Also called an exercise electrocardiogram, treadmill test, graded exercise test, or stress ECG, an exercise stress test can tell your doctor how well your heart handles physical activity. You typically walk on a treadmill or pedal a stationary bike while your doctor watches your heart rate and blood pressure.
Your doctor uses this test to:
See if your heart gets enough blood when you’re physically active
See how likely you are to have coronary heart disease
Check for abnormal heart rhythms
Find out how well your heart medications are working or see if any procedures you’ve had done have improved the blood flow in your heart vessels
Help figure out a safe exercise program for you
How Should I Prepare for the Exercise Stress Test?
Your doctor will give you specific instructions on what to do before your stress test.

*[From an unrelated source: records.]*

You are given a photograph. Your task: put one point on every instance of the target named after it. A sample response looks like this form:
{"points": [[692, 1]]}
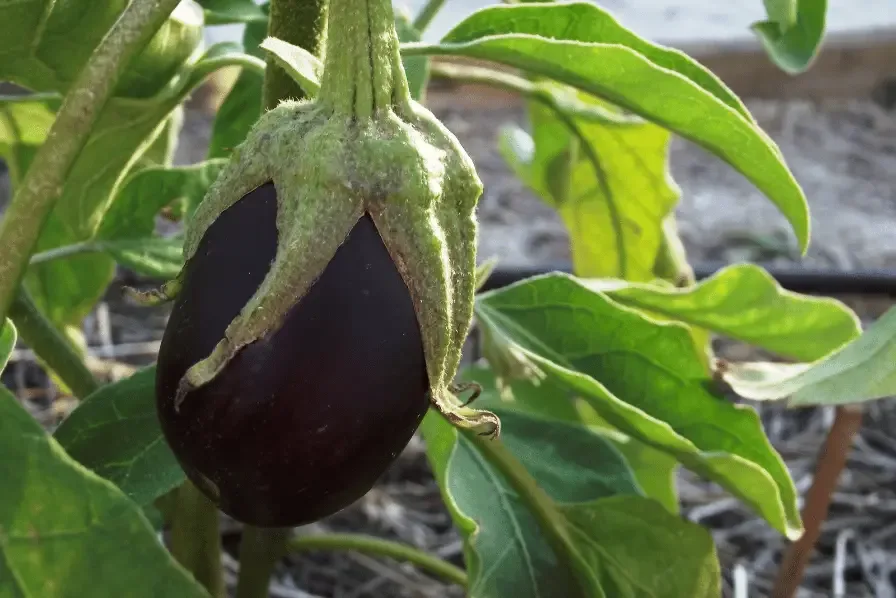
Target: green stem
{"points": [[383, 548], [550, 521], [424, 19], [42, 185], [260, 550], [50, 345], [365, 75], [302, 23], [195, 539]]}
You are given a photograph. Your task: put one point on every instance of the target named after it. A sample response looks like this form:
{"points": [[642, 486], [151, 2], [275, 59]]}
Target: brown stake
{"points": [[831, 461]]}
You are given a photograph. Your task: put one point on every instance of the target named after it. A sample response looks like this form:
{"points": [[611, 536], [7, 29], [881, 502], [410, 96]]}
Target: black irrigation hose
{"points": [[879, 282]]}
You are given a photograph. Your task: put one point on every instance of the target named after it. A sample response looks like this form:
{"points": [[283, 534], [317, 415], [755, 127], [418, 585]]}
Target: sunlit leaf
{"points": [[632, 81], [863, 370], [793, 33], [67, 533], [645, 378], [744, 302], [115, 432]]}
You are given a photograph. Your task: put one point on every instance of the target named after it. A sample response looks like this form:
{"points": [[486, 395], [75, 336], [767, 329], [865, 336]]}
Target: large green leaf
{"points": [[66, 290], [147, 191], [44, 44], [7, 342], [506, 551], [793, 33], [860, 371], [653, 470], [642, 551], [586, 22], [746, 303], [67, 533], [115, 432], [645, 378], [632, 81], [610, 184], [242, 106]]}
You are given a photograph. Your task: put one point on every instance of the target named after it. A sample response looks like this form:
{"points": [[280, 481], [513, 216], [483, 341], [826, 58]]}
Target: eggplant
{"points": [[300, 423]]}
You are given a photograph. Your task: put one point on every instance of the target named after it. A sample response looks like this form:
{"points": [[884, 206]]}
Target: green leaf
{"points": [[654, 471], [586, 22], [242, 106], [7, 342], [66, 290], [115, 432], [416, 68], [303, 66], [641, 550], [792, 36], [128, 230], [613, 178], [744, 302], [860, 371], [44, 44], [783, 12], [162, 150], [69, 533], [645, 378], [147, 191], [631, 81], [158, 257], [505, 550], [224, 12]]}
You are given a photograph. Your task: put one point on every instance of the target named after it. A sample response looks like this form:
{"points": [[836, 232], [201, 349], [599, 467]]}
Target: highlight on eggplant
{"points": [[300, 423]]}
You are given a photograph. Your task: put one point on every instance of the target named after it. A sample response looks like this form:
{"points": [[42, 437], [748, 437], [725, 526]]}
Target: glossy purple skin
{"points": [[302, 423]]}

If you have diabetes, ask them if you should take your medication before the test.
If you take insulin to control your blood sugar, ask your doctor how much medication you should take the day of the test and if you should eat a light meal.
If you take pills to control your blood sugar, you may be told to wait and take your medication after the test.
If you have a glucose monitor, bring it with you to check your blood sugar levels before and after your exercise stress test. If you think your blood sugar is low, tell the lab technician right away.
Don’t drink or eat foods with caffeine for 24 hours before the test. Caffeine can affect the results of your test.
You may be told not to take certain heart or blood pressure medications the morning of the test that could affect your results. If you have any questions about your medications, ask your doctor. Don’t stop taking any medication without talking with your doctor first.
If you use an inhaler for your breathing, you may need to bring it with you.
On the day of the test, wear soft-soled shoes that are good for walking and comfortable clothes. Don’t bring any valuables.